I always considered myself to be anti-racist; I married into a multicultural family and have lived in Asia, Europe and The Middle East. My work has involved supporting communities process the horrendous repercussions of war and communities divided by hate. But, an uncomfortable realisation has been dawning on me. I'd thought that being blind to skin colour was a stance of inclusivity and unity. Now I realise seeing everyone as 'the same' was borne out of a sense of privilege that leads to negligence, avoidance and denial of the depths and expansive reach of racial injustice and discrimination. I never needed to ignore skin colour, I needed to stand against any implication that skin colour has any bearing on a human's value. I now choose to look directly and listen deeper, so that I can be a better friend, family member and neighbour.
When clients talk about wanting to be the 'best versions' of themselves, I ask them to check what soil they're planting their intentions in. If they're coming from a place of judgment and rejection of the current 'version' of themselves, their efforts are likely to be an uphill struggle leading to unsustainable results. Self-sabotage patterns reflect unmet emotional needs and hidden beliefs (e.g. "I don't deserve to be successful" etc.) rather than fundamental character flaws that need to be fixed. Once we can identify these patterns with care and understanding, we shift into greater presence, and being our 'best version' comes with ease.
Coping mechanisms provide you ways to hold your nose, spritz perfume and sprinkle glitter so that the inner 'mess' is less offensive and more manageable, but that won’t ultimately change the fact that you’re still standing in a pile of crap.
If you’re ready to roll up your sleeves and dig deep into your underworld, you'll find that everything you’ve been avoiding – what you’re most ashamed of, where you feel most in pain- turns into your gold.
This is the work of inner alchemy, transforming your emotional density into connection with your authentic Self through awareness and acceptance. To try to take the short-cut removes the opportunity to do this deep, transformative soulful work.
I often find clients running around in mental circles, pressurising themselves to transform ‘negative’ thinking to ‘positive’ thinking. When they notice negative thoughts, they panic and try to ramp up the positivity quota.

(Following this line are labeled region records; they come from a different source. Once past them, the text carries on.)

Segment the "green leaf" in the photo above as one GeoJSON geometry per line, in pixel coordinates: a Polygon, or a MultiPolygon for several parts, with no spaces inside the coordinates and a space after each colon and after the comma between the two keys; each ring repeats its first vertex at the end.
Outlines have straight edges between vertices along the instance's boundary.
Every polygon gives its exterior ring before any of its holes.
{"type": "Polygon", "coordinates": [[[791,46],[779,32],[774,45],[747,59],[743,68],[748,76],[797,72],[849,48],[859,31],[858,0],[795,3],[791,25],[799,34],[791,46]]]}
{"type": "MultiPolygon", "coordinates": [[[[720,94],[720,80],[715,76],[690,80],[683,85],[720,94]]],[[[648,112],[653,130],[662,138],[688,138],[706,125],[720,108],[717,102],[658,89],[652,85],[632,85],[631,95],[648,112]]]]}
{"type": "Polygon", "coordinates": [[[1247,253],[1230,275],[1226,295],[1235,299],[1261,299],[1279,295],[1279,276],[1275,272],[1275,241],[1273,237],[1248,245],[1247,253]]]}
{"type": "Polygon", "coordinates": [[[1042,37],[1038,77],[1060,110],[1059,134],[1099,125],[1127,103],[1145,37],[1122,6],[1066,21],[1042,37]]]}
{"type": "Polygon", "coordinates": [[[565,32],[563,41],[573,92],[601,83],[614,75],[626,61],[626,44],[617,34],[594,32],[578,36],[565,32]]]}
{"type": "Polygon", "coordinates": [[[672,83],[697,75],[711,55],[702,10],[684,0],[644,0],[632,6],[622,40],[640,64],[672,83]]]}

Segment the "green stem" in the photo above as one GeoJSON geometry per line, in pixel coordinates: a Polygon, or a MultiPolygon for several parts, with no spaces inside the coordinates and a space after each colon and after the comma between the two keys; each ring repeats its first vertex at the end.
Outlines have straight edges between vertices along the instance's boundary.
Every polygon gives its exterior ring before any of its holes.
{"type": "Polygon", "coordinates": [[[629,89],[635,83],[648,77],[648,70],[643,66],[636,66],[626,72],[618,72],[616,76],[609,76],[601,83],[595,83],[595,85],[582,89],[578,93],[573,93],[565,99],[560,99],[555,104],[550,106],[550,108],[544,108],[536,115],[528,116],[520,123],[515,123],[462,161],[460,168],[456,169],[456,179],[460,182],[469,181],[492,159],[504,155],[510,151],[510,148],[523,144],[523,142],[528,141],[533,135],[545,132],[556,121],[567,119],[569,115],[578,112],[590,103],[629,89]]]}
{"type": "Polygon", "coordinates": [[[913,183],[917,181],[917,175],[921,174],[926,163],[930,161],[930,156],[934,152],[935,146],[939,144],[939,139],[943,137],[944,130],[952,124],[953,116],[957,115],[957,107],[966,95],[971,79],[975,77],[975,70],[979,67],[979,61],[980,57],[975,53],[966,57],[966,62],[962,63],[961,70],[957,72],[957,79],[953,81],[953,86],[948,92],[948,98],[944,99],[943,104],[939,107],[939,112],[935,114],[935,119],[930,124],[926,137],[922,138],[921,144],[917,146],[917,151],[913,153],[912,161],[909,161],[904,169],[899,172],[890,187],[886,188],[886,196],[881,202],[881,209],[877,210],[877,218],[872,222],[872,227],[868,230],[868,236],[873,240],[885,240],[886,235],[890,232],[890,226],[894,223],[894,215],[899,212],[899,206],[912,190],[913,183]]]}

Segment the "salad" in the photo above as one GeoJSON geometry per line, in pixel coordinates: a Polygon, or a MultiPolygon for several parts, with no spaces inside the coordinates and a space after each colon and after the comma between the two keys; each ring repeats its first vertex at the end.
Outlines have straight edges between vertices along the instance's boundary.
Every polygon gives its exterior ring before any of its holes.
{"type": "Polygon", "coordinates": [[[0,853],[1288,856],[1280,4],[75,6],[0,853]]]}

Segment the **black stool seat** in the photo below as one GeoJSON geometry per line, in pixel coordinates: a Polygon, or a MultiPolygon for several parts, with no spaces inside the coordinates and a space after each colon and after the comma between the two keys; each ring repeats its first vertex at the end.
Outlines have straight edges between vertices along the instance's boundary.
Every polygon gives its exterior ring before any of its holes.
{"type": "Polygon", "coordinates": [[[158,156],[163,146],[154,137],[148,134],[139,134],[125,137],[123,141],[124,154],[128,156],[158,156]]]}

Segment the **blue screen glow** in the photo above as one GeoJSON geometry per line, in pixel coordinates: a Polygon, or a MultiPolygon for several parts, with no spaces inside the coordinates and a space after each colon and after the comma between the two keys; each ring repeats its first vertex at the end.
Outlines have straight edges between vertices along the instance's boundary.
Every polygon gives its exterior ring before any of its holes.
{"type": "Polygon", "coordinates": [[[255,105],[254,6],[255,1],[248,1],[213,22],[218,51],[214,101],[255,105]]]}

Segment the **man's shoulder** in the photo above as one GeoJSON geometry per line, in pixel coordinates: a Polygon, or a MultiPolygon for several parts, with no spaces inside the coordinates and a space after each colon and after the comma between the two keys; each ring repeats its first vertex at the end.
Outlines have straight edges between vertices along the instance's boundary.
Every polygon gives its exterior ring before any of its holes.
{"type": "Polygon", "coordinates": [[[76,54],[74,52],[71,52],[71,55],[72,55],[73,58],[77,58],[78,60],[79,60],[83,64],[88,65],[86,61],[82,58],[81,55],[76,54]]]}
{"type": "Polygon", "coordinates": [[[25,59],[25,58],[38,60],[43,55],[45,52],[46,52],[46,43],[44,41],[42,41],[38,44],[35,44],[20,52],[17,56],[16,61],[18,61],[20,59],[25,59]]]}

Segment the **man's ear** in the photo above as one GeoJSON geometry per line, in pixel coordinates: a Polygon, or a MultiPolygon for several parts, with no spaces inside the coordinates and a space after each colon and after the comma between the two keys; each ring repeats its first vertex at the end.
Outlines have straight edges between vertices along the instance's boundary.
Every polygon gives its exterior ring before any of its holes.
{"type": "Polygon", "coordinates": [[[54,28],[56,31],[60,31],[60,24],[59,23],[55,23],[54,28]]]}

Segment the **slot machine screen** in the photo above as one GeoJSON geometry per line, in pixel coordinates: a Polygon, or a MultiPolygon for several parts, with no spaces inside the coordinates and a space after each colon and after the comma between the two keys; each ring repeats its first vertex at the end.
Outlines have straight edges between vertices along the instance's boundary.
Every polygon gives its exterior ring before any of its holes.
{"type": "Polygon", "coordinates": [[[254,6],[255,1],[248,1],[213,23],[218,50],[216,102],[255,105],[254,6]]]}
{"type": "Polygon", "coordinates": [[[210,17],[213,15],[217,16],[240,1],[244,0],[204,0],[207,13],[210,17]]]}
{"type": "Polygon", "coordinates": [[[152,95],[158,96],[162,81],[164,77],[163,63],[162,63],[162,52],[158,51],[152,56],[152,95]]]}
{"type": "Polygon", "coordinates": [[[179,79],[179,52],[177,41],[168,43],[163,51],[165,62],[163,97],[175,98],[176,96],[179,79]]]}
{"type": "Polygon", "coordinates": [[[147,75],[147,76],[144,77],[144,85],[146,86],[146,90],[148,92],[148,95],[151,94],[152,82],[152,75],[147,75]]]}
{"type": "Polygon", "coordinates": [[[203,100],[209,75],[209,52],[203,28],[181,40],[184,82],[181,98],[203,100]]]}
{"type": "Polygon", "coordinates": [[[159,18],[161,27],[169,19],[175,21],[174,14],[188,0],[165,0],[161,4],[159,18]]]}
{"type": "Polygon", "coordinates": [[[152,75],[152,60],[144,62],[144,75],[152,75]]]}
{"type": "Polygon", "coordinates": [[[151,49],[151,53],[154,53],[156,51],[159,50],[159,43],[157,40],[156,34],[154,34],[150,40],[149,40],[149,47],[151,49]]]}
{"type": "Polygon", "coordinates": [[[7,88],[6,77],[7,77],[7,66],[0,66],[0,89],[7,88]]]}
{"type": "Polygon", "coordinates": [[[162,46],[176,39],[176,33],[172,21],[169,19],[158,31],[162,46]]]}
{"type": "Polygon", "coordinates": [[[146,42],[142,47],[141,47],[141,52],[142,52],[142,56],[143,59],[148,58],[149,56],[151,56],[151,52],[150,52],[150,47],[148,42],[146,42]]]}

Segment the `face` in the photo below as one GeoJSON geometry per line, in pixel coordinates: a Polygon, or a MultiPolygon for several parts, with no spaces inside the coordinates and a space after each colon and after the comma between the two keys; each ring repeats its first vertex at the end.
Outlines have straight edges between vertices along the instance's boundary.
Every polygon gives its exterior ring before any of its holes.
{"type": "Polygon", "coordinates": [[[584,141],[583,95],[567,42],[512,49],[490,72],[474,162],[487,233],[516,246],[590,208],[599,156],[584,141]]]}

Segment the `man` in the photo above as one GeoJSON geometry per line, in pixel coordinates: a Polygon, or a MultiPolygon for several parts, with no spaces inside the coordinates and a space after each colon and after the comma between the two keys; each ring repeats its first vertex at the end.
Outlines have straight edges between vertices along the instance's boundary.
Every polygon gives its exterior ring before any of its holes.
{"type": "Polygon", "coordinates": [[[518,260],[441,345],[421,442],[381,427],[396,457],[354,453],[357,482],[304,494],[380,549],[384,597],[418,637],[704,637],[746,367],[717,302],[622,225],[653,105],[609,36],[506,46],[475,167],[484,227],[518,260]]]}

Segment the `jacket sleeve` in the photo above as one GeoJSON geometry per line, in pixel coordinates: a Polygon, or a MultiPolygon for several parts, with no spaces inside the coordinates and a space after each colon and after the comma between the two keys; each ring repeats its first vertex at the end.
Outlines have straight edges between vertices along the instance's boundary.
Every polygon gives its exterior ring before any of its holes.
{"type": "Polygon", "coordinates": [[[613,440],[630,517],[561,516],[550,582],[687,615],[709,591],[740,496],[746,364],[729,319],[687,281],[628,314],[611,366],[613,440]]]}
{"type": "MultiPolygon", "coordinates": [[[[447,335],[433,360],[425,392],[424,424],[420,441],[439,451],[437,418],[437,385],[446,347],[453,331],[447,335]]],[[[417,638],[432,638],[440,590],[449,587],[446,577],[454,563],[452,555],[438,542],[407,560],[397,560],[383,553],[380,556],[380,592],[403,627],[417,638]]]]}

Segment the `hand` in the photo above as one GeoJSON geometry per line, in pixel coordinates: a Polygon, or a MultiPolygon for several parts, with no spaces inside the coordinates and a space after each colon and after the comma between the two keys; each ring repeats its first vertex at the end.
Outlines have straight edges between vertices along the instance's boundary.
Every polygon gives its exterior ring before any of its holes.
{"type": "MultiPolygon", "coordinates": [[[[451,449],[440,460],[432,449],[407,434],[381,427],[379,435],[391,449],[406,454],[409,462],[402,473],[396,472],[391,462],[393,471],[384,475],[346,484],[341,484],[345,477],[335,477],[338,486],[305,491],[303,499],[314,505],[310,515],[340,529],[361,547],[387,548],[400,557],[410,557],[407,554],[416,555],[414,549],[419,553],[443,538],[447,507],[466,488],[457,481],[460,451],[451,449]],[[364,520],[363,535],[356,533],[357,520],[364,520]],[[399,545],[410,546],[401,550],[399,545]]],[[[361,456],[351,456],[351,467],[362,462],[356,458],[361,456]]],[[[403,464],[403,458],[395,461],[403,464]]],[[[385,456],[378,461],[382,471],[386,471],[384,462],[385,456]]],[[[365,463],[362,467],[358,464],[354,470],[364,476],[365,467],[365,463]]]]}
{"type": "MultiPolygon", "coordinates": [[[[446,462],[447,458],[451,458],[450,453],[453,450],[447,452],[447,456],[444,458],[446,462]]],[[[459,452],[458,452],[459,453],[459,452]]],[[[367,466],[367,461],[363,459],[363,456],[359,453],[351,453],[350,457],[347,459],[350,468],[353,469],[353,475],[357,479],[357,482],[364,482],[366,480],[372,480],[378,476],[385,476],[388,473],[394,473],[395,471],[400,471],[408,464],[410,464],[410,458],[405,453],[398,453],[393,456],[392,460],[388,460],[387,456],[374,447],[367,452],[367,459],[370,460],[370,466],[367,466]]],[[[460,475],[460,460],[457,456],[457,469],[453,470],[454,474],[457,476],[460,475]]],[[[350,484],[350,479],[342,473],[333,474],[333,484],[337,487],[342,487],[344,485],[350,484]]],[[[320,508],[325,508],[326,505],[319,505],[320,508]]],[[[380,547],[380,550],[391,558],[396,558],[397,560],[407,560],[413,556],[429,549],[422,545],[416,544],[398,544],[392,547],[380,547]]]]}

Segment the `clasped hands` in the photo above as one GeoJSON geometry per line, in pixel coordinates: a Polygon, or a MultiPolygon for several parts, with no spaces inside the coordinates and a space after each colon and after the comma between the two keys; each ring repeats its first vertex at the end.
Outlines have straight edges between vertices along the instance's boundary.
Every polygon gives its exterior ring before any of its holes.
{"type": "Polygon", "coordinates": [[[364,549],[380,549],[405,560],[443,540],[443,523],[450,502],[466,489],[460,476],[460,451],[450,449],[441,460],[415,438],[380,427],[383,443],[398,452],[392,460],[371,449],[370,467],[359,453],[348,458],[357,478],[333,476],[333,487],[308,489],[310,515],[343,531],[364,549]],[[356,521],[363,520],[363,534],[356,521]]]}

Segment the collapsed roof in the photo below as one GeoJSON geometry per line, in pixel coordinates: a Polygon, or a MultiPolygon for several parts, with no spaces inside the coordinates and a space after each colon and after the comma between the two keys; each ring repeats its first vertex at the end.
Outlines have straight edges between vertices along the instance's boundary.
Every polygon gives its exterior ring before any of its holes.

Trying to control thinking with more thinking results in strain and self-judgment.
I suggest my clients leave the 'negative' thoughts alone. We then place our focus on the part that’s aware of the thoughts, and from there, we question the validity of the stressful mental patterns. From this place of awareness (which is effortlessly and authentically ‘positive’), it’s easy to see many of these thoughts aren’t even true.
Like a radio playing softly in the background, we naturally no longer respond to the thought transmission when it doesn’t resonate.
All thoughts are neutral visitors, it’s our relationship to them that makes the difference.
Self-Love is accepting yourself for the messy reality of who you are.
If you’re able to hold a child in tenderness when they express anger, anxiety or overwhelm– are you ready to exercise the same compassion towards yourself?
Within our Higher-Self is a smaller-self (ego), that feels rage at its powerlessness and judges itself as inferior/superior to others.
Do you embrace this part with compassion and understanding? In doing so, the ego is no longer unconscious, and you start to experience a greater connection with your higher-self.
In choosing Love rather than judgment, our authentic higher-self naturally takes the driving seat, and our smaller self-becomes the passenger.
Feeling connected, accepted and loved is an inside job.